Ridge regression #
The ridge estimator (Hoerl & Kennard, 1970) can be written as
\[\hat{\beta}_{Ridge} = (X'X+\lambda I_p)^{-1}X'y.\]Thus, even if the regressor matrix is not full rank (e.g. because \(p>N\) ), the problem becomes nonsingular by adding a constant to the diagonal of \(X'X\) . Another advantage of the ridge estimator over least squares stems from the variance-bias trade-off. Ridge regression may improve over ordinary least squares by inducing a mild bias while decreasing the variance. For this reason, ridge regression is a popular method in the context of multicollinearity. In contrast to estimators relying on \(\ell_1\) -penalization, the ridge does not yield sparse solutions and keeps all predictors in the model.
Lasso estimator #
The lasso minimizes the residual sum of squares (RSS) subject to a constraint on the absolute size of coefficient estimates. Tibshirani (1996) motivates the lasso with two major advantages over least squares. First, due to the nature of the \(\ell_1\) -penalty, the lasso tends to produce sparse solutions and thus facilitates model interpretation. Secondly, similar to ridge regression, lasso can outperform least squares in terms of prediction due to lower variance. Another advantage is that the lasso is computationally attractive due to its convex form. This is in contrast to model selection based on AIC or BIC (which employ \(\ell_0\) penalization) where each possible sub-model has to be estimated.
Elastic net #
The elastic net applies a mix of \(\ell_1\) (lasso-type) and \(\ell_2\) (ridge-type) penalization. It combines some of the strengths of lasso and ridge regression. In the presence of groups of correlated regressors, the lasso selects typically only one variable from each group, whereas the ridge tends to produce similar coefficient estimates for groups of correlated variables.

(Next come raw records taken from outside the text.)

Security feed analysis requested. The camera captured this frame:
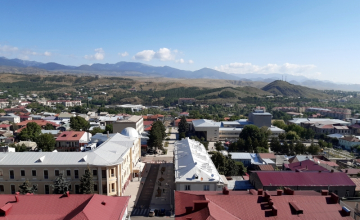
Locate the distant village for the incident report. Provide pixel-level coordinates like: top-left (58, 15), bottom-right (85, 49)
top-left (0, 91), bottom-right (360, 220)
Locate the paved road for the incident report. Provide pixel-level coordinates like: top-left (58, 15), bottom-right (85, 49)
top-left (134, 164), bottom-right (160, 210)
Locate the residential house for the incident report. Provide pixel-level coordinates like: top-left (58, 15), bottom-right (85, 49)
top-left (0, 131), bottom-right (141, 196)
top-left (0, 193), bottom-right (130, 220)
top-left (250, 171), bottom-right (356, 197)
top-left (56, 131), bottom-right (92, 151)
top-left (174, 188), bottom-right (352, 220)
top-left (174, 137), bottom-right (224, 191)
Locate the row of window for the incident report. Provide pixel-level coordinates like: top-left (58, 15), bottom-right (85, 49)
top-left (185, 185), bottom-right (210, 191)
top-left (0, 184), bottom-right (98, 194)
top-left (0, 169), bottom-right (107, 179)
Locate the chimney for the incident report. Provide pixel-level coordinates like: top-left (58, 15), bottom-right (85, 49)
top-left (321, 189), bottom-right (329, 196)
top-left (194, 200), bottom-right (210, 212)
top-left (223, 186), bottom-right (229, 195)
top-left (185, 206), bottom-right (192, 214)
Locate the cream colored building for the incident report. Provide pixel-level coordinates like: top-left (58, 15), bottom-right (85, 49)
top-left (113, 115), bottom-right (144, 134)
top-left (0, 128), bottom-right (142, 196)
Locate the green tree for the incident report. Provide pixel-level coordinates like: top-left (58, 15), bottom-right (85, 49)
top-left (70, 116), bottom-right (90, 131)
top-left (19, 122), bottom-right (41, 141)
top-left (51, 172), bottom-right (70, 195)
top-left (36, 134), bottom-right (56, 152)
top-left (214, 141), bottom-right (225, 151)
top-left (90, 127), bottom-right (106, 135)
top-left (80, 168), bottom-right (94, 194)
top-left (19, 180), bottom-right (38, 195)
top-left (286, 131), bottom-right (300, 141)
top-left (44, 123), bottom-right (55, 130)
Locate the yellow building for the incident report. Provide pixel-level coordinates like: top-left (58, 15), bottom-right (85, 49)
top-left (0, 128), bottom-right (142, 196)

On the other hand, the ridge does not yield sparse solutions impeding model interpretation. The elastic net is able to produce sparse solutions (for some \(\alpha\) greater than zero) and retains (or drops) correlated variables jointly. (Zou & Hastie, 2005)
Adaptive lasso #
The lasso is only variable selection consistent under the rather strong irrepresentable condition, which imposes constraints on the degree of correlation between predictors in the true model and predictors outside of the model (see Zhao & Yu, 2006; Meinshausen & Bühlmann, 2006). Zou (2006) proposes the adaptive lasso which uses penalty loadings \(|\hat\beta_{0,j}|^{-\theta}\) for \(j=1,...,p\) where \(\hat\beta_{0,j}\) is an initial estimator. The adaptive lasso is variable-selection consistent for fixed \(p\) under weaker assumptions than the standard lasso. If \(p<N\) , OLS can be used as the initial estimator. Huang et al. (2008) suggest to use univariate OLS if \(p>N\) . Other initial estimators are possible. (Zou, 2006)
Square-root lasso #
The sqrt-lasso is a modification of the lasso that minimizes sqrt(RSS) instead of RSS, while also imposing an \(\ell_1\) -penalty. The main advantage of the sqrt-lasso over the standard lasso is that the theoretically grounded, data-driven optimal \(\lambda\) is independent of the unknown error variance under homoskedasticity. (Belloni et al., 2011, 2014)
Post-estimation OLS #
Penalized regression methods induce a bias that can be alleviated by post-estimation OLS, which applies OLS to the predictors selected by the first-stage variable selection method. For the case of the lasso, Belloni and Chernozhukov (2013) have shown that the post-lasso OLS performs at least as well as the lasso under mild additional assumptions.
For further information on the lasso and related methods, see for example the textbooks by Hastie et al. (2009, 2015; both available for free) and Bühlmann & Van de Geer (2011).